Download or read book Secrets of Silicon Valley written by Deborah Perry Piscione and published by St. Martin's Press. This book was released on 2013-04-02 with total page 258 pages. Available in PDF, EPUB and Kindle. Book excerpt: While the global economy languishes, one place just keeps growing despite failing banks, uncertain markets, and high unemployment: Silicon Valley. In the last two years, more than 100 incubators have popped up there, and the number of angel investors has skyrocketed. Today, 40 percent of all venture capital investments in the United States come from Silicon Valley firms, compared to 10 percent from New York. In Secrets of Silicon Valley, entrepreneur and media commentator Deborah Perry Piscione takes us inside this vibrant ecosystem where meritocracy rules the day. She explores Silicon Valley's exceptionally risk-tolerant culture, and why it thrives despite the many laws that make California one of the worst states in the union for business.

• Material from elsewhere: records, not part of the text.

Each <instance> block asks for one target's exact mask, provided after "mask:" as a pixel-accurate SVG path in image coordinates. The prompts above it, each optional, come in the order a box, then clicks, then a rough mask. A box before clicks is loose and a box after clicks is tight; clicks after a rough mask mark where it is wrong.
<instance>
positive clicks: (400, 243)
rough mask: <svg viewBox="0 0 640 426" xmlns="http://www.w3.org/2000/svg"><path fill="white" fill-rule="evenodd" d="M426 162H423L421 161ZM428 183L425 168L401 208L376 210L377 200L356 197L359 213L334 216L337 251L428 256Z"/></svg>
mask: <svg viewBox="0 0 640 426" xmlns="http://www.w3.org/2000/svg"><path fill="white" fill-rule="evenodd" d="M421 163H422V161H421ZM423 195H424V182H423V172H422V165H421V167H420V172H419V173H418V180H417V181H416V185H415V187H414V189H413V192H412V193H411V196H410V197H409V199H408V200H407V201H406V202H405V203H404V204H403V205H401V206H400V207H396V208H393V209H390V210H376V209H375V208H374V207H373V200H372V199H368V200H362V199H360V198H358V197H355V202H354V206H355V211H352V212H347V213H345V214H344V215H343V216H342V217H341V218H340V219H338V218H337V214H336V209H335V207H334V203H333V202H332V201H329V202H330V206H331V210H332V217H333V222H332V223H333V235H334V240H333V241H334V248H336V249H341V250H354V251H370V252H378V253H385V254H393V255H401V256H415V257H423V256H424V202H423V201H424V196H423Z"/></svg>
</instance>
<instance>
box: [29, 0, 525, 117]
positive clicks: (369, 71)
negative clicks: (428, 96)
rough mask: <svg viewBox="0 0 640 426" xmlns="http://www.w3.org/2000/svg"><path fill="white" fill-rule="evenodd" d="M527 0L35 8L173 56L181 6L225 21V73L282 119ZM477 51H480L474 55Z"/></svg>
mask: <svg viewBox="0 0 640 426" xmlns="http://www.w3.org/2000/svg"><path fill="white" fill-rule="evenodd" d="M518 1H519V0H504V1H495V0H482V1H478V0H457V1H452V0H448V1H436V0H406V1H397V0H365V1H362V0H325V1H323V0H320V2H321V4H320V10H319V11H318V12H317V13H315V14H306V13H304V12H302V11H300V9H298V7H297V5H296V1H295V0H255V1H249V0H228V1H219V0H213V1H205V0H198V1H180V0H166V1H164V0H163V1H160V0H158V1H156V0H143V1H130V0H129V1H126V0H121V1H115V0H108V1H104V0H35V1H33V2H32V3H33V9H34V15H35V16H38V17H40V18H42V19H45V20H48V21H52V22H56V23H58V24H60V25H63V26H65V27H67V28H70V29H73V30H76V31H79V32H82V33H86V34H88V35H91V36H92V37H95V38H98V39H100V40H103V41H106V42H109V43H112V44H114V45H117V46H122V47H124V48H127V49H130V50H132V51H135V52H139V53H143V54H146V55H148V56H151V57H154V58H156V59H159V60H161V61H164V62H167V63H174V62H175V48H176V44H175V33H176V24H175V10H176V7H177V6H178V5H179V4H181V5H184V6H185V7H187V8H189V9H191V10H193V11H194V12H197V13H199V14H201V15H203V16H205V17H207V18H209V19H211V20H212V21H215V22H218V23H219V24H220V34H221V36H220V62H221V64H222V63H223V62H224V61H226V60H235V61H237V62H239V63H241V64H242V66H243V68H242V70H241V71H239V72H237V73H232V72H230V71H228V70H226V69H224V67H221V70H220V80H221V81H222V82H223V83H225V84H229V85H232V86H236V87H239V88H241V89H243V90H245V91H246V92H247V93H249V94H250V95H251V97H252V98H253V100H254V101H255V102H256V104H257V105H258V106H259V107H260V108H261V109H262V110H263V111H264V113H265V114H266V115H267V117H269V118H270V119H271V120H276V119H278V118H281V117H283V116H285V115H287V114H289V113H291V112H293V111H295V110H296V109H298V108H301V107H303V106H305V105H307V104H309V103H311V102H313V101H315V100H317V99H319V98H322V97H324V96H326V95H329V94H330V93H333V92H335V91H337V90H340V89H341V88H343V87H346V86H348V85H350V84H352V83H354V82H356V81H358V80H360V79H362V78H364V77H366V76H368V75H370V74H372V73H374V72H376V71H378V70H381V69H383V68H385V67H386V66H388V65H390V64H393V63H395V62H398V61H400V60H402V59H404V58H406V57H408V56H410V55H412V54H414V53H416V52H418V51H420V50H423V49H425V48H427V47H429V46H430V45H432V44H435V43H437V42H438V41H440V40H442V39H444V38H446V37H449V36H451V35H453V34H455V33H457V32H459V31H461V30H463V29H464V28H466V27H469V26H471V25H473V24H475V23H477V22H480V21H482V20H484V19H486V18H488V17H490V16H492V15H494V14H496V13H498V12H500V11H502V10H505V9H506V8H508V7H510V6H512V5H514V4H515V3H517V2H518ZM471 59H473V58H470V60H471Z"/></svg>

Drawing on interviews with investors, entrepreneurs, and community leaders, as well as a host of case studies from Google to Paypal, Piscione argues that Silicon Valley's unique culture is the best hope for the future of American prosperity and the global business community and offers lessons from the Valley to inspire reform in other communities and industries, from Washington, DC to Wall Street.

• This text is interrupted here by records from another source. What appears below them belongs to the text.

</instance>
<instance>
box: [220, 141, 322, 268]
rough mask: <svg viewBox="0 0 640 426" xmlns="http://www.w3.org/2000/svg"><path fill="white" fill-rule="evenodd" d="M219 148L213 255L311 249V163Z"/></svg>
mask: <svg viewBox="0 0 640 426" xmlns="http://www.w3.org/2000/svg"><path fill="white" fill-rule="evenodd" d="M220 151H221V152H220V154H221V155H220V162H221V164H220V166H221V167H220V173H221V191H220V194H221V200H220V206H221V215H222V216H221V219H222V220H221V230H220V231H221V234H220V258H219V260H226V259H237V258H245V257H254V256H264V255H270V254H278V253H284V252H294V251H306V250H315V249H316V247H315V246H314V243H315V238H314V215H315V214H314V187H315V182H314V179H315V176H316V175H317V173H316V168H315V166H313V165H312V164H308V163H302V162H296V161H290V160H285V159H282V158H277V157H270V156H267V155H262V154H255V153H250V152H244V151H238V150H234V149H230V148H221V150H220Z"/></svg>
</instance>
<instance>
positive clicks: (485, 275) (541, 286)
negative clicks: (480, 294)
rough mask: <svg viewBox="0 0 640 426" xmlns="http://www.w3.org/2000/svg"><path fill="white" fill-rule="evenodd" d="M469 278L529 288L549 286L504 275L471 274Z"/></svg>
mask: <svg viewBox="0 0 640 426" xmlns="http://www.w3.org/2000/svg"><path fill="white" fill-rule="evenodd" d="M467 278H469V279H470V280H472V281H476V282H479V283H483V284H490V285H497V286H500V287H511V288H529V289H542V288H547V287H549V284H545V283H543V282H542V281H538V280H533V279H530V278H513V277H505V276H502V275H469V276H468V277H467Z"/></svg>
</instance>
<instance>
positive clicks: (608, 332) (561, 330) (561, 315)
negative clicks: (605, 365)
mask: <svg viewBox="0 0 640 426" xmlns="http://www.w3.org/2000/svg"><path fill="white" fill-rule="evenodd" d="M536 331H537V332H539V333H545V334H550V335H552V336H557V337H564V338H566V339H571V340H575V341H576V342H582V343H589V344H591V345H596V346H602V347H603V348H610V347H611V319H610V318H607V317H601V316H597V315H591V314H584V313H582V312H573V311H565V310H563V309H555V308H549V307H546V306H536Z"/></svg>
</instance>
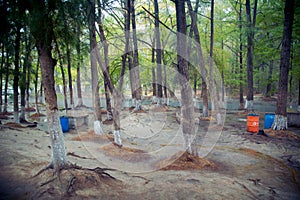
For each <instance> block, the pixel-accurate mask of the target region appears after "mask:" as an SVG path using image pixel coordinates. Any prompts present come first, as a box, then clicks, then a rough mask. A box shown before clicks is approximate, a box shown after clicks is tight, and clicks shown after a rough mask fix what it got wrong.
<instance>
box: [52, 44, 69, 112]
mask: <svg viewBox="0 0 300 200" xmlns="http://www.w3.org/2000/svg"><path fill="white" fill-rule="evenodd" d="M54 42H55V47H56V51H57V54H58V59H59V67H60V71H61V76H62V81H63V93H64V105H65V112H67V110H68V97H67V82H66V76H65V71H64V67H63V59H62V55H61V52H60V50H59V47H58V43H57V40H56V38H54Z"/></svg>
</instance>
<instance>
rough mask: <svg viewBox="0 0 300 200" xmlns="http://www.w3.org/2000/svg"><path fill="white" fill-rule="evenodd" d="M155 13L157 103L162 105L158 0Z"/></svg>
mask: <svg viewBox="0 0 300 200" xmlns="http://www.w3.org/2000/svg"><path fill="white" fill-rule="evenodd" d="M154 13H155V22H154V23H155V30H154V31H155V32H154V34H155V42H156V45H155V46H156V47H155V49H156V64H157V67H156V75H157V79H156V86H157V105H158V106H161V103H162V97H163V89H162V68H161V61H162V54H161V51H162V49H161V41H160V30H159V8H158V2H157V0H154Z"/></svg>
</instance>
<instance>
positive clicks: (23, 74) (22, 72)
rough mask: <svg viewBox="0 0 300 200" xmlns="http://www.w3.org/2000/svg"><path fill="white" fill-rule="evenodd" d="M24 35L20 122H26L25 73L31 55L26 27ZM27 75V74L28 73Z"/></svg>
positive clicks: (26, 29) (25, 73)
mask: <svg viewBox="0 0 300 200" xmlns="http://www.w3.org/2000/svg"><path fill="white" fill-rule="evenodd" d="M24 30H25V31H24V35H25V46H26V53H25V59H24V64H23V72H22V76H21V84H20V91H21V114H20V122H21V123H22V122H27V121H26V117H25V106H26V89H27V90H29V88H27V81H26V77H28V76H27V71H28V68H29V65H30V61H29V57H30V53H31V42H30V39H29V36H28V37H26V36H27V34H28V33H27V29H26V27H25V28H24ZM28 73H29V72H28Z"/></svg>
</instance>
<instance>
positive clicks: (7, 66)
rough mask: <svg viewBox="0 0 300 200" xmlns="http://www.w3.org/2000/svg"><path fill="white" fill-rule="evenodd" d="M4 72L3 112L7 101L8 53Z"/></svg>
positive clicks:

Book The Invention that Changed the World

Download or read book The Invention that Changed the World written by Robert Buderi and published by Abacus (UK). This book was released on 1998 with total page 575 pages. Available in PDF, EPUB and Kindle. Book excerpt: In 1940 a team of British Scientists arrived in Washington, bearing Britain s most closely guarded technological secrets, including the cavity magnetron, a revolutionary new source of microwave energy. Its arrival triggered the most dramatic mobilisation of science in history, as America s to scientists enlisted to convert the invention into a potent military weapon. Microwave radars eventually helped destroy Japanese warships, Nazi buzz bombs and enabled Allied bombers to see e through cloud cover After the war the work of radar veterans continues to affect our lives by controlling air traffic, helping to forecast the weather and providing physicians with powerful diagnostic tools. Brimming with telling anecdotes and surprising revelations, this book brings to life the exciting, largely untold story of the scientist who not only created a winning weapon but also changed our world for ever.

Book Feed

    Book Details:
  • Author : M. T. Anderson
  • Publisher : Candlewick Press
  • Release : 2010-05-11
  • ISBN : 0763651559
  • Pages : 311 pages

Download or read book Feed written by M. T. Anderson and published by Candlewick Press. This book was released on 2010-05-11 with total page 311 pages. Available in PDF, EPUB and Kindle. Book excerpt: Identity crises, consumerism, and star-crossed teenage love in a futuristic society where people connect to the Internet via feeds implanted in their brains. Winner of the LA Times Book Prize. For Titus and his friends, it started out like any ordinary trip to the moon - a chance to party during spring break and play around with some stupid low-grav at the Ricochet Lounge. But that was before the crazy hacker caused all their feeds to malfunction, sending them to the hospital to lie around with nothing inside their heads for days. And it was before Titus met Violet, a beautiful, brainy teenage girl who knows something about what it’s like to live without the feed-and about resisting its omnipresent ability to categorize human thoughts and desires. Following in the footsteps of George Orwell, Anthony Burgess, and Kurt Vonnegut, Jr., M. T. Anderson has created a brave new world - and a hilarious new lingo - sure to appeal to anyone who appreciates smart satire, futuristic fiction laced with humor, or any story featuring skin lesions as a fashion statement.